I can’t remember. Is the dead body encased in ice at the beginning of John Harvey’s Good Bait, or is it in Sara J. Henry’s A Cold and Lonely Place? Oh, yes, it’s in both, although not, of course, the same frozen corpse.
In Good Bait (Pegasus, digital galley via NetGalley)), the discovery of the body of a Moldavan teenager on Hampshire Heath jumpstarts DCI Karen Shields’ homicide investigation, which will eventually tie into Cornwall detective Trever Cordon’s search for a missing prostitute.
Both cases, which alternate by chapter, are confusing, and Cordon’s strains credibility. Still, the deft stand-alone from Harvey is especially strong in its characterizations; it’s also the third novel I’ve read in a month (after David Baldacci’s The Innocent and Peter Robinson’s Waiting in the Dark) dealing with human trafficking. Without realizing it, the writers are upping each other when it comes to horrific details.
Henry’s A Cold and Lonely Place (Crown, digital galley via NetGalley) is the sequel to her compulsively readable Learning to Swim, which introduced free-lance reporter Troy Chase. Here, Troy, who lives in Lake Placid, is covering the preparation for the Winter Ice Carnival at Saranac Lake when the ice cutters see the shadow of a man underneath the ice. Troy recognizes Tobin Winslow, the frat-boy slacker boyfriend of her roommate, Jessamyn, who had made a habit of dropping in and out of town and Jessamyn’s life. Was his death an accident, suicide or murder?
Partly to help Jessamyn, and then Troy’s sister, as well as to write an investigative story, Troy delves into the secret lives of Tobin and his wealthy family. A long-ago drowning suggests a connection, but so do events in Lake Placid with its transient population of snow jocks and Olympics trainees.
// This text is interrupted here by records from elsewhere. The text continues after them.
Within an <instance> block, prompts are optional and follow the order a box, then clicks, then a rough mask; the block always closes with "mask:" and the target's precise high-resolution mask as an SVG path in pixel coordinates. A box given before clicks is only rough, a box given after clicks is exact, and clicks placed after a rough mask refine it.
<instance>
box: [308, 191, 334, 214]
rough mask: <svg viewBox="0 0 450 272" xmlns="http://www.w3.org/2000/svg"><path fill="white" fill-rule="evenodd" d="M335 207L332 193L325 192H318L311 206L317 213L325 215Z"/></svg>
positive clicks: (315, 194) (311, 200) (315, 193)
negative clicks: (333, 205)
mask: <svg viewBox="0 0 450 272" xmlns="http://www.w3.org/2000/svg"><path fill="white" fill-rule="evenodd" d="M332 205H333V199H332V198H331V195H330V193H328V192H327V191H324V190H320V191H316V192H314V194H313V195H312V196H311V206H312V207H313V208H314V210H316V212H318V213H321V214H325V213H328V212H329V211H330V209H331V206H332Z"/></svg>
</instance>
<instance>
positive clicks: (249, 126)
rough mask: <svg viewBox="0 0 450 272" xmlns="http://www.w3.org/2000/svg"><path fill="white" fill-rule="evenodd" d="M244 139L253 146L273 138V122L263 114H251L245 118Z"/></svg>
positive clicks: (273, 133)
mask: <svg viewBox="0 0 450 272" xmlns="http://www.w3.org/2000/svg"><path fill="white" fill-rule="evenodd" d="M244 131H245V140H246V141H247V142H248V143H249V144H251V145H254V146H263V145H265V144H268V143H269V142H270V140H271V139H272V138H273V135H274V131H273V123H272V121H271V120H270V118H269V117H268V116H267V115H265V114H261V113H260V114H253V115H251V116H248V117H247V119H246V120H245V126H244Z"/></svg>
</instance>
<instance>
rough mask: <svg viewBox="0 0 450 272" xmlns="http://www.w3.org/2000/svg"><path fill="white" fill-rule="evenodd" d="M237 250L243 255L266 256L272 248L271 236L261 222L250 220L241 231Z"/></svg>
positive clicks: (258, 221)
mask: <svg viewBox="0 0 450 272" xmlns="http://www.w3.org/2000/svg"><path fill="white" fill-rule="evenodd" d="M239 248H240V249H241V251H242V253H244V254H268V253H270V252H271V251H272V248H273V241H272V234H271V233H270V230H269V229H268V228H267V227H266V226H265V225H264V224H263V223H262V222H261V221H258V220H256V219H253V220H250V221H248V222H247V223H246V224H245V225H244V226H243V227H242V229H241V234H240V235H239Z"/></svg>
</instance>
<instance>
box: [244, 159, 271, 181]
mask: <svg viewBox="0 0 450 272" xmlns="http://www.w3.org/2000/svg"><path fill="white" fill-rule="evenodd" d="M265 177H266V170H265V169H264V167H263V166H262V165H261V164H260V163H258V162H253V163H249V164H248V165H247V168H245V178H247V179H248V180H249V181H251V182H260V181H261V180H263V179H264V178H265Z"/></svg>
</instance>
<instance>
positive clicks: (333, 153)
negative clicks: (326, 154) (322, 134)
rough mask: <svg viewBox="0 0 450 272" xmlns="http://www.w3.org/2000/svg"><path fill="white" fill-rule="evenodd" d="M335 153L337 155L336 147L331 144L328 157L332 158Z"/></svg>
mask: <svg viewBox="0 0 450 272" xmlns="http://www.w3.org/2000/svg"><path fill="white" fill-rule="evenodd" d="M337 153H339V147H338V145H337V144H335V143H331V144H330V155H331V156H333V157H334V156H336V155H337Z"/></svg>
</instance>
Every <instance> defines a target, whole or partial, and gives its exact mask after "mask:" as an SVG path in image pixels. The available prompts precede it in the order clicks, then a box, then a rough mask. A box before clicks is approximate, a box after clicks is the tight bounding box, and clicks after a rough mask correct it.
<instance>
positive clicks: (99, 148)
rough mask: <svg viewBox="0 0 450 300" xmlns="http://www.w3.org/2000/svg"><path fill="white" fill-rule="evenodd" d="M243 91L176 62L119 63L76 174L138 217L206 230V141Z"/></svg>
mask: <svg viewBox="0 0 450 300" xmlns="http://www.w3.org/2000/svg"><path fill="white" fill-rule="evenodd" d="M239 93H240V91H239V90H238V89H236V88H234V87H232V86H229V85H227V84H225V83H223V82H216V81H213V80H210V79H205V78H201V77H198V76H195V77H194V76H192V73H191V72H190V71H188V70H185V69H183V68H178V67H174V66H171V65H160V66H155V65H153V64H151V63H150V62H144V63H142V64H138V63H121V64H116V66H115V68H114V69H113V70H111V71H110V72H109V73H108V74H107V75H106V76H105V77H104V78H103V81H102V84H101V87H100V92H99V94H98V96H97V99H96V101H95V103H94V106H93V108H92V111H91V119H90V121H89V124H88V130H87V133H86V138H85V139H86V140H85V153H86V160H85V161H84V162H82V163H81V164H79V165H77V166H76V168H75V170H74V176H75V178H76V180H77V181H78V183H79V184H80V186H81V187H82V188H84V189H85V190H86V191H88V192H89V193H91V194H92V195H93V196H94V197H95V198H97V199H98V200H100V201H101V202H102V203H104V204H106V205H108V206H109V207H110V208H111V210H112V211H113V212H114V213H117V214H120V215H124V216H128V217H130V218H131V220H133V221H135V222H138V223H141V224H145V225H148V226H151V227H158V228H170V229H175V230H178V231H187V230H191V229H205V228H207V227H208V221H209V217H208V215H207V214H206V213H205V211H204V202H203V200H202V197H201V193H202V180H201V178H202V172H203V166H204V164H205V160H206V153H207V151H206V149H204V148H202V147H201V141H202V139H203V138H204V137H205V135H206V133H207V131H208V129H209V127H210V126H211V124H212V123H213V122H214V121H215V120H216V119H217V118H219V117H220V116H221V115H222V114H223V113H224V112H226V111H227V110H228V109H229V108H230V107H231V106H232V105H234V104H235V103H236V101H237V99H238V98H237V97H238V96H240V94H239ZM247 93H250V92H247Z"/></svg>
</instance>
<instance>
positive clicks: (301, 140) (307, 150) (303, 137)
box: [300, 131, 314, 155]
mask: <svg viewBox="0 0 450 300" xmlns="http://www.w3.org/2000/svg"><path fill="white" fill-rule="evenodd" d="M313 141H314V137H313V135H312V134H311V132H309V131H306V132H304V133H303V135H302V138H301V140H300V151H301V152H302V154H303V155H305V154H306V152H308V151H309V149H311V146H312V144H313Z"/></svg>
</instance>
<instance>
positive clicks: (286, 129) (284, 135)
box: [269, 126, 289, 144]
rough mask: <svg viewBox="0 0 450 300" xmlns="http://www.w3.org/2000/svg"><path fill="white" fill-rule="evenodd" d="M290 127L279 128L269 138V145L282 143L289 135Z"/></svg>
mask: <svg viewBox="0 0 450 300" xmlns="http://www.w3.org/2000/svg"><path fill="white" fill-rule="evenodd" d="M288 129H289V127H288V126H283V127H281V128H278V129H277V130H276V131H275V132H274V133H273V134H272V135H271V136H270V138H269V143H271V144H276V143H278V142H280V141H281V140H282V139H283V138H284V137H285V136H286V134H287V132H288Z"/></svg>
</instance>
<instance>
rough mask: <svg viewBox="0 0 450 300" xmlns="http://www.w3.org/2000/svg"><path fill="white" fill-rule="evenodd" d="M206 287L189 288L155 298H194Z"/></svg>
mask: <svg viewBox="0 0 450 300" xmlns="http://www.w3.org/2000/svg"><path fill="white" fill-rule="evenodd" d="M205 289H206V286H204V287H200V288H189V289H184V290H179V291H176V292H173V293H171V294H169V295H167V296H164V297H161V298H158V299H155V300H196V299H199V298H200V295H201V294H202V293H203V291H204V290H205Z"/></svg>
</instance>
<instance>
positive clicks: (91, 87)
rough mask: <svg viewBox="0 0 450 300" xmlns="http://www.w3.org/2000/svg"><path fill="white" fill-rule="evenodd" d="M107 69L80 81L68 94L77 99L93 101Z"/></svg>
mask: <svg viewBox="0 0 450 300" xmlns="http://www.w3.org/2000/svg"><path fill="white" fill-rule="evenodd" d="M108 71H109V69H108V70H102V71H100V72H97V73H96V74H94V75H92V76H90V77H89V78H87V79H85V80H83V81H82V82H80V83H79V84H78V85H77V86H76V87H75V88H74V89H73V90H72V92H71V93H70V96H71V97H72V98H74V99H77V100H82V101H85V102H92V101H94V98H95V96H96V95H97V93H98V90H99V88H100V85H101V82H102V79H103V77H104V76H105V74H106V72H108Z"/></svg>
Henry writes with the crispness of a journalist, and her appealing characters (some returning from her first novel) and the well-drawn atmosphere make up for a rather undernourished plot. I want more of Troy, her faithful dog and a certain out-of-town detective.
“History is like the kitchen sink,” observes a character in Alan Bradley’s Speaking from among the Bones (Random House, digital galley via NetGalley). “Everything goes round and round until, eventually, sooner or later, most of it goes down the waste pipe. Things are forgotten. Things are mislaid. Things are covered up. Sometimes, it’s simply a matter of neglect.”
Nothing would ever be lost if it were up to precocious 11-year-old Flavia de Luce, who cooks up poisons in her late uncle’s lab in her ancestral home Buckshaw and who wheels around her 1950s English village on a bicycle named Gladys, digging up mysteries at every turn. In her fifth outing, Flavia’s actual digging reveals an underground tunnel leading to a burial vault beneath the village church. It also leads to one of the book’s funniest scenes — when muddy Flavia rises from a grave in the churchyard and frightens the vicar’s wife. Of course, she has a good excuse for being there, as she hopes to discover who killed the church organist and perhaps recover a valuable jewel from an ancient bishop’s grave, which may keep Buckshaw from bankruptcy.
Oh, Flavia, she’s so delightfully sneaky, shivering with delight when Inspector Hewitt tells her that there are dangerous killers on the loose, “the words which every amateur sleuth lives in eternal hope of hearing.” No surprise she was sacked from the Girl Guides “for having an excess of high spirits.” This high-spirited tale, though, offers quite a few surprises, including new information about Flavia’s missing mother, Harriet. More, please.